Godne uwagi są wełniane płaszcze z frędzlami oraz z wykończeniem kołnierza w pepitkę. Klasyka w oryginalnym wydaniu.

The Row

Projekty sióstr Ashley i Mary-Kate Olsen charakteryzują się ponadczasową jakością i wzornictwem, popisem wzorowego krawiectwa i perfekcyjnymi wykończeniami. Kolekcja została utrzymana w stonowanej kolorystyce ziemi. Zobaczyliśmy obszerne płaszcze, garnitury oraz minimalistyczne dodatki.

Oscar De La Renta

Celem projektantów marki Kim i Garcia  było stworzenie „kolekcji imprezowej”. Prezentowane stroje idealnie nadają się na czerwony dywan oraz eleganckie uroczystości. Zobaczyliśmy piękne suknie z drapowaniami, bufkami, piórami i klejnocikami. Pojawiły się także looki do wykorzystania na co dzień: swetry z warkoczowym splotem, pudełkowe płaszcze i atłasowe marynarki z aplikacjami.

Marc Jacobs

Pokaz Marca Jacobsa zamknął Fashion Week w Nowym Jorku. Niespodzianką wydarzenia była Miley Cyrus, która przeszła po wybiegu w ekstrawaganckim czarnym topie i spodniach z szerokimi nogawkami. Monochromatyczny look uzupełniła kurtka w zebrę oraz  skórzane rękawiczki.

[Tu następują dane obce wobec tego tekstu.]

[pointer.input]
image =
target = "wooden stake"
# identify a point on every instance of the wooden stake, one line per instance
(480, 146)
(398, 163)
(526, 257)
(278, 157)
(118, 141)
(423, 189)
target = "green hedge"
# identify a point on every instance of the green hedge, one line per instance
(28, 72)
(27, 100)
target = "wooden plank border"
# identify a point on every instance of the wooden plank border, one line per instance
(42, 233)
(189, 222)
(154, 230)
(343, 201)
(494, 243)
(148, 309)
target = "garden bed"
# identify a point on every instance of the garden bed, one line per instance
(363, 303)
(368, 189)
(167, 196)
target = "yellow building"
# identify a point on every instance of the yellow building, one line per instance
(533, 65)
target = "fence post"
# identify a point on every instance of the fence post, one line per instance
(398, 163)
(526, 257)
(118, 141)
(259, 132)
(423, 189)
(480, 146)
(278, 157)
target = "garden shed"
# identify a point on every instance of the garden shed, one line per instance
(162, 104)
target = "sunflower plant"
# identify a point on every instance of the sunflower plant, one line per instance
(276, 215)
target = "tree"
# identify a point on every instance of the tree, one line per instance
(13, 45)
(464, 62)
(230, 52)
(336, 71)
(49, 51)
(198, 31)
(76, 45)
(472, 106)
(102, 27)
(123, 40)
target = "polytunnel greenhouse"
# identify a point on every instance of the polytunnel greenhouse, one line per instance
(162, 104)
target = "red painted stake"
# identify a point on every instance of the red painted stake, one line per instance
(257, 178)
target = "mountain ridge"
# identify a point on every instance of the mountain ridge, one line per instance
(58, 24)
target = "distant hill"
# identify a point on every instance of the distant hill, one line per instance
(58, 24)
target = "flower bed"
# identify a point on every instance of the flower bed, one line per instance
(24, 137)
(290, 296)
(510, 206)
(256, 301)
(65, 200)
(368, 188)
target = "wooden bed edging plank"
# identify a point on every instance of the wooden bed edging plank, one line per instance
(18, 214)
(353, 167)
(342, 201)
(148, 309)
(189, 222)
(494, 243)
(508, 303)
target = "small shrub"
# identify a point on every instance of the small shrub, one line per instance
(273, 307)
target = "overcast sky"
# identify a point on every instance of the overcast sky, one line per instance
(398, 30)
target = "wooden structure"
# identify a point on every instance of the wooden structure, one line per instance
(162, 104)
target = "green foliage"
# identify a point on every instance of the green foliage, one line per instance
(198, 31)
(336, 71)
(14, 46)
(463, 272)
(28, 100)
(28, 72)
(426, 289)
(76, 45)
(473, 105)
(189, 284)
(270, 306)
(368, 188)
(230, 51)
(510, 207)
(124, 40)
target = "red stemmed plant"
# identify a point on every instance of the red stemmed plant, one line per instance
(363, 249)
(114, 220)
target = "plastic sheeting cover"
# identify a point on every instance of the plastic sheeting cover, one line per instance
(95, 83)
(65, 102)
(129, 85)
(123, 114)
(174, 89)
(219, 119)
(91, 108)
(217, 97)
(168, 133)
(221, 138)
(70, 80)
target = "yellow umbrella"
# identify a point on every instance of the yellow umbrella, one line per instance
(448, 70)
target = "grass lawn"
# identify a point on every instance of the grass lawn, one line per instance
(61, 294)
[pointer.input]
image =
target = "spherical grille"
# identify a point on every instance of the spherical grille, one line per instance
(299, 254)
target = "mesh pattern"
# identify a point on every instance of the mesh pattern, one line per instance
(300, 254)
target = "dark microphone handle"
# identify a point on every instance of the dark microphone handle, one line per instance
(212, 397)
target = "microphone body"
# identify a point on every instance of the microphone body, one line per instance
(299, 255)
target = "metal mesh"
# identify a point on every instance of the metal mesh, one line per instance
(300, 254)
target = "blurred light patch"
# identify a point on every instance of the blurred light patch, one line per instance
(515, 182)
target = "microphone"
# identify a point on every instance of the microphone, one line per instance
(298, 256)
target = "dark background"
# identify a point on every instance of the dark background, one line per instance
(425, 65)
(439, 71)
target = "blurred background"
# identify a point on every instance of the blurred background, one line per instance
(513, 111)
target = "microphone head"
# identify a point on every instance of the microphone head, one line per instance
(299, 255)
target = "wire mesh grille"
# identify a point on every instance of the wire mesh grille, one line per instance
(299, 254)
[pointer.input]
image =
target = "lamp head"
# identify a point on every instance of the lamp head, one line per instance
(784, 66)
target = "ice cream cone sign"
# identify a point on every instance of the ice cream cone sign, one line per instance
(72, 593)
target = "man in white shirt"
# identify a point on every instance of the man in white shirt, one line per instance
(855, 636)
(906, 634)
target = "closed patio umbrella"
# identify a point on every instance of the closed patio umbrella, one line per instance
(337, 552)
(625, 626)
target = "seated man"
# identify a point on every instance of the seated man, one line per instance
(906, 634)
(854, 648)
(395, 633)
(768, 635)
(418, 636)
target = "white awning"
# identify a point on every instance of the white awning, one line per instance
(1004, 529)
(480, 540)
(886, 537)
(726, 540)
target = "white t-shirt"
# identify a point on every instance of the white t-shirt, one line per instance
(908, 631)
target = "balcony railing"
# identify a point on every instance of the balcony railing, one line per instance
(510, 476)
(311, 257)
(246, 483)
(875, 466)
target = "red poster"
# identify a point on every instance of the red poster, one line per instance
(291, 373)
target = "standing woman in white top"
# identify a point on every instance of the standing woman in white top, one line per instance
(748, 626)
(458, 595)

Pokaz rozpoczął się od tanecznego performansu. „Punkowa balerina” wykonała krótki, żywiołowy taniec, po którym na scenę weszli modele. Kolekcja ma widoczne odniesienia do kolorowych lat 60. Barwne płaszcze, monochromatyczne pastelowe looki, garnitury z krótkimi spodenkami, trapezowe sukienki i spódnice inspirowane stylem Mary Quant.